Age verification aaaaaand Trusted Computing now! \o/

(Just kidding - have to point at the question of what trust is exactly. Because I can not accept the "trusted files" claim; I don't think anyone can ever trust anything, unless there is some really objective criterium that is unchangeable. But if something is unchangeable, can it be useful for anything? Yes, you can ensure that a calculator would correctly put a given input into the correct output, or a function to do so, but in real calculation this is not the only factor to be guaranteed, not even in quantum computing. What if you manage to influence the calculation process via light/laser information or any other means? I can't accept the term "trusted" here, because it implies one could and should trust something; that is a similar problem to the term AI - I never could accept that "AI" has anything to do with real intelligence with the given hardware, it is just a simulation of intelligence; pattern matching and recognition only makes it more likely to produce useful results, but that does not imply intelligence at all. It lack true understanding - that is why it has to sniff for data, to improve the mapping of generated output. One can see this on many AI-centric videos on youtube, the AI is often hallucinating and creating videos that are not possible, e. g. suddenly a leg appearing in motion that is twisted in the opposite direction. That shows that the AI does not understand what it is doing. Any human could realise that this is physically just not possible. I see this on cheaper AI videos even more, e. g. chuck norris videos where chuck would kick everyone yet the motions are totally wrong and detached from the "real" scene.)

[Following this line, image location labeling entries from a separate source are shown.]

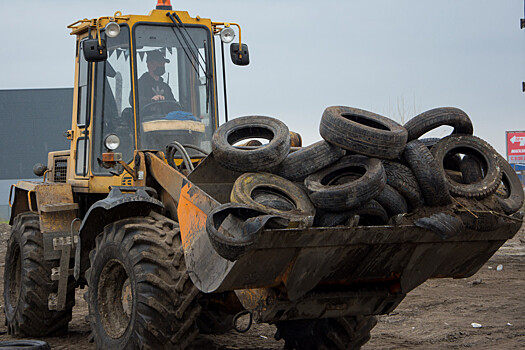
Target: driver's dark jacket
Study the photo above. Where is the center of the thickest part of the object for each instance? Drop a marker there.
(149, 87)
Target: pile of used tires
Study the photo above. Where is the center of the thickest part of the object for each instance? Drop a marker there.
(368, 170)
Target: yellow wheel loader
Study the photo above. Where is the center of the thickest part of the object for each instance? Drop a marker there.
(124, 212)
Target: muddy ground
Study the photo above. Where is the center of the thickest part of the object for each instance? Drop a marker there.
(437, 315)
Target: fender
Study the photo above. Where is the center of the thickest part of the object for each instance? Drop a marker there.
(122, 202)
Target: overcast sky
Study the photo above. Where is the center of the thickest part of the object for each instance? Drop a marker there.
(396, 58)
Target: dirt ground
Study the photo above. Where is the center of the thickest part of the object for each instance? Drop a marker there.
(437, 315)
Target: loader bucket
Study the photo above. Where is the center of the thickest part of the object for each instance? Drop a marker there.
(299, 261)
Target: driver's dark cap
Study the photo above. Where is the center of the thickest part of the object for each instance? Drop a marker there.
(156, 56)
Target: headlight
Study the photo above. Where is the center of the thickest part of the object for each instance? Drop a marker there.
(227, 35)
(112, 142)
(112, 29)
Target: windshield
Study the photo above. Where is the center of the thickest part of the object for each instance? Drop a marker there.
(173, 94)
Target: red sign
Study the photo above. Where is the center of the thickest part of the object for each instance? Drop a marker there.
(516, 146)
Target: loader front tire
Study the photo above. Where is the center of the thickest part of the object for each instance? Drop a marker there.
(140, 295)
(344, 333)
(27, 283)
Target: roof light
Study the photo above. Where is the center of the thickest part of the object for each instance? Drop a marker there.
(227, 35)
(112, 29)
(164, 5)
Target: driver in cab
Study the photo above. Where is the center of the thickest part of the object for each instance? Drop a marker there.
(151, 86)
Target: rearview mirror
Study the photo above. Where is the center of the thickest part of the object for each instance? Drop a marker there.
(93, 52)
(240, 55)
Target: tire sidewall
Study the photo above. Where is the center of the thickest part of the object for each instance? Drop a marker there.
(15, 240)
(107, 253)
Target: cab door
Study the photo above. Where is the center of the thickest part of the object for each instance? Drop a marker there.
(81, 137)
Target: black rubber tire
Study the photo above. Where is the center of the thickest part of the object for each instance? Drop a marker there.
(483, 152)
(147, 252)
(442, 224)
(429, 142)
(24, 345)
(452, 162)
(255, 158)
(434, 118)
(301, 163)
(401, 178)
(274, 195)
(471, 170)
(344, 333)
(27, 283)
(363, 132)
(429, 173)
(513, 201)
(370, 214)
(392, 201)
(327, 194)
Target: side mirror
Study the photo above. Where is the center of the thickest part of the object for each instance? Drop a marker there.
(240, 55)
(93, 52)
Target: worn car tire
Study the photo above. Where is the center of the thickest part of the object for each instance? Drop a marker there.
(327, 193)
(143, 258)
(434, 118)
(344, 333)
(484, 154)
(255, 158)
(305, 161)
(513, 200)
(429, 173)
(401, 178)
(392, 201)
(25, 344)
(471, 169)
(369, 214)
(451, 162)
(363, 132)
(27, 283)
(274, 195)
(442, 224)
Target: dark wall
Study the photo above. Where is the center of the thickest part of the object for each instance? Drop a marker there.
(33, 123)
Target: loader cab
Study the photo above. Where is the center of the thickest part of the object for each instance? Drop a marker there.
(158, 92)
(143, 83)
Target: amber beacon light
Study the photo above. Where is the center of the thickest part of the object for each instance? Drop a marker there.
(164, 5)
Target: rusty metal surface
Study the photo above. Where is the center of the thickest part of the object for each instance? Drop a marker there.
(268, 307)
(169, 178)
(385, 261)
(213, 179)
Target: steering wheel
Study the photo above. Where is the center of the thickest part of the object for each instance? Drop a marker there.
(160, 108)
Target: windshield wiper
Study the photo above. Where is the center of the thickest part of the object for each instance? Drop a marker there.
(187, 50)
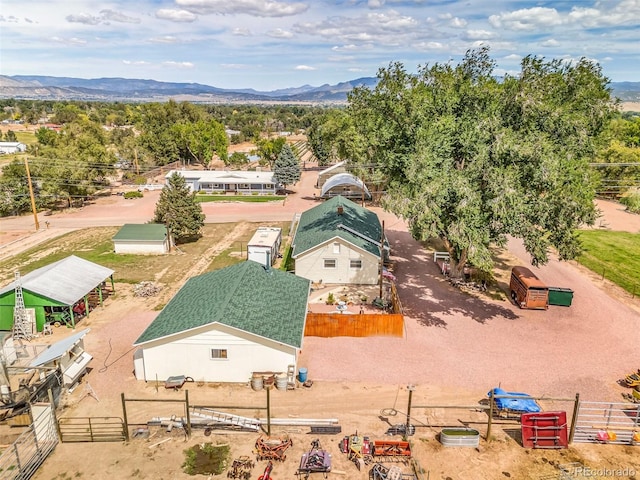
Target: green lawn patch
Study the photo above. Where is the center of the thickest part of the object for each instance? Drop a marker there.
(614, 255)
(239, 198)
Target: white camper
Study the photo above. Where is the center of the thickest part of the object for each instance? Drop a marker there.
(265, 245)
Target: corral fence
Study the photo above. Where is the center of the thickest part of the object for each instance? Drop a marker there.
(607, 422)
(22, 458)
(328, 325)
(91, 429)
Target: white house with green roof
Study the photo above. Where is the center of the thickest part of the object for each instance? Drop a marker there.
(224, 325)
(147, 238)
(338, 242)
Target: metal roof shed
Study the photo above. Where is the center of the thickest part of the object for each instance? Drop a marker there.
(61, 285)
(148, 238)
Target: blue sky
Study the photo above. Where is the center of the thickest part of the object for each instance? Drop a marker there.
(270, 44)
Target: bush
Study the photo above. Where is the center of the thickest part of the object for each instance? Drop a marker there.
(631, 200)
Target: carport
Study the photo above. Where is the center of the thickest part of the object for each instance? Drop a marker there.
(346, 185)
(61, 292)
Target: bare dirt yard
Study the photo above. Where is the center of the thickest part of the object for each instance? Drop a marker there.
(457, 346)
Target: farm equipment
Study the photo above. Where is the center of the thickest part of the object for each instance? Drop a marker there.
(397, 449)
(241, 468)
(631, 380)
(358, 449)
(272, 449)
(267, 472)
(380, 472)
(315, 460)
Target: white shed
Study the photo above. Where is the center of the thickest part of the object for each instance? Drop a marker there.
(224, 325)
(148, 238)
(265, 245)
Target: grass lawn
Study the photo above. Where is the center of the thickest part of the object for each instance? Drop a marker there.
(239, 198)
(615, 255)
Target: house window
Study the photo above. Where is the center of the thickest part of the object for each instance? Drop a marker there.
(219, 353)
(329, 263)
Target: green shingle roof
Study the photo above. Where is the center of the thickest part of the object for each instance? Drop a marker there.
(322, 223)
(141, 232)
(269, 303)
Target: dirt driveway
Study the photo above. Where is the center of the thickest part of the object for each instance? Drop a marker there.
(456, 348)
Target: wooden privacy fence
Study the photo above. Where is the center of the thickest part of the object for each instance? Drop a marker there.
(328, 325)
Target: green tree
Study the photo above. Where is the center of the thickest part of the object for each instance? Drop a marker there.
(178, 210)
(287, 167)
(471, 159)
(269, 149)
(10, 136)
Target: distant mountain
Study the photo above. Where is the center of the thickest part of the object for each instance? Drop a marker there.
(38, 87)
(123, 89)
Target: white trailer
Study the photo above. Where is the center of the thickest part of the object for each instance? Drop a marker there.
(265, 245)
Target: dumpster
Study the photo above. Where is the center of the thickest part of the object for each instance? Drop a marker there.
(560, 296)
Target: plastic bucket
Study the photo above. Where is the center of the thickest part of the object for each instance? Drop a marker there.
(281, 382)
(257, 383)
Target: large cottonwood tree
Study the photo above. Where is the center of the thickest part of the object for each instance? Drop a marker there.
(471, 158)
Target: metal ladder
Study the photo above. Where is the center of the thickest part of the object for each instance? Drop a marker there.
(226, 418)
(20, 320)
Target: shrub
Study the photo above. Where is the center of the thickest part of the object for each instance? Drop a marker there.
(133, 194)
(631, 200)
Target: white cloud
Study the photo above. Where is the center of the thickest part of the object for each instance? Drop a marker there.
(105, 17)
(170, 63)
(552, 42)
(69, 41)
(256, 8)
(243, 32)
(84, 18)
(478, 35)
(167, 39)
(528, 19)
(279, 33)
(113, 16)
(176, 15)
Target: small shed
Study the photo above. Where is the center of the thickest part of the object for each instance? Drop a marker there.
(224, 325)
(329, 172)
(69, 355)
(346, 185)
(62, 292)
(265, 245)
(148, 238)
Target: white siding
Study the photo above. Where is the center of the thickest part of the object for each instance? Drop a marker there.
(311, 264)
(191, 356)
(156, 248)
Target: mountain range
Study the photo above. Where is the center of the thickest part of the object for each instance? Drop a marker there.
(39, 87)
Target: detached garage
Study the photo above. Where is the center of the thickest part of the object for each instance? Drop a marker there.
(148, 238)
(224, 325)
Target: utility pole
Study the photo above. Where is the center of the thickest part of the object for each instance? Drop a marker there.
(33, 200)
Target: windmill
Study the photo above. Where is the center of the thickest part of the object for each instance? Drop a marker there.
(22, 329)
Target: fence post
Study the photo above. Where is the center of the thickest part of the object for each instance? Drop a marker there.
(124, 417)
(574, 418)
(186, 402)
(490, 416)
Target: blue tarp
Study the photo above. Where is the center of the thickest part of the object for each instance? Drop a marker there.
(524, 404)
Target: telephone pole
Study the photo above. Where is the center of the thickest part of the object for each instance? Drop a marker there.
(33, 200)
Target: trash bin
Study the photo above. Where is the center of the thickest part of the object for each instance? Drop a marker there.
(560, 296)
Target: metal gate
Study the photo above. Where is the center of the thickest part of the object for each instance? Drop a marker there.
(607, 422)
(22, 458)
(92, 429)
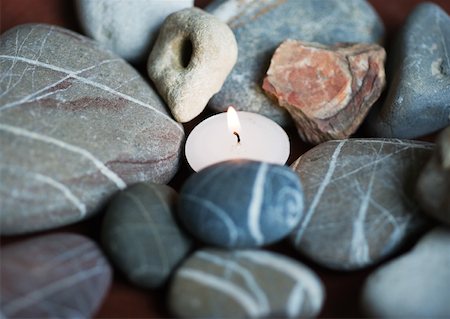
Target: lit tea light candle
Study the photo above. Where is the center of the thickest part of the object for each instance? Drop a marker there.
(236, 135)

It's getting so very old - all I want out of a process is code autocomplete, but I have to grant it read & write permission to my entire disk and network. When do we get good permissions and sandboxing and isolation? This can't go on.

I tried AI, and i never could/dared to actually push anything to prod. The code seems ok, but i always have a gut feeling somethings off.

I guess the most valuable thing you loose is the "what" and "how". You cant learn these things from just reading code, because the mental model just is not there.

Also i dislike code reviews, it feels "like a waste of time" because sure i can spot some things, but i never can give the real feedback, because the mental model is not there (i did not write this code).

Having said that, I still use AI for my own code review, AI can spot some one-offs, typos, or even a few edge cases i missed.

But i still write my own code, i want to own it, i want to have an intimate knowledge of it and really understand the whys and whats.